Having a bunch of other issues now, viruses galore coming in and I haven't even started using the system yet!!!! What a nightmare... They gave me Norton 2006 with the board, but it is taking several reboots and lots of time to download all the new updates... In the meantime I am being flooded with viruses... Where they came from I have no idea....
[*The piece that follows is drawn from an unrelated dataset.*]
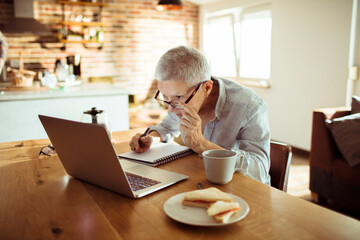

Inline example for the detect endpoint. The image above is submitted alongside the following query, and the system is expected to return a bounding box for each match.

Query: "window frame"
[203,4,272,88]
So anyway, have installed XP on 50GB, can I can see the drives in the system management, only now waiting to get SP2, that's another issue that is going to take awhile to resolve... Anyway.... . Thanks for the help!
 
you can download SP2 as a standalone file, and burn it to a disk. that way if you ever need to reformat, you can install XP while totally disconnected from the interent, then install SP2, then connect to the internet and get your updates. this will keep the nasties out while you try to update.
 
If you put your Asus driver disk in the CD drive it should be bootable. On the disk are the drivers for sata. Write the drivers to a floppy disk, then boot windows and hit F6 when it asks for additional drivers at the bottom of the page. Install the drivers from the disk and continue to install to any size disk.
 
The disk was not bootable, I tried that last night. Anyway, the problem is solved. This was the third reformat and install though, ha ha ha. I was able to get XP installed and then SP2 installed immediately as I stuck it on a usb pen, never had to access the internet for anything this time around. Everything seems to be working, all the HDD space showed up after the SP2 install and they are now formatting. I choose to go with 3 partitions per each 320gb drive. Is there any difference if you put more space at the beginning or end of the partition? In other words if I allocate 50gb to C and 100 to D and 150 to E will there be any difference if I reverse it? 150 to C, 100 to D and 50 to E? I usually start small and then work up, but on the Maxtor I have I didn't do that, each partition was different some big some small and they were not in any particular order, and I am wondering if that is another reason I am having problems on that drive...
 
Google for RyanVM integrator and you can build a fresh up-to-date bootable installer disc for the next time.

nlite is another option for painless integration building.

Both can create bootable iso files to burn your own installer CD.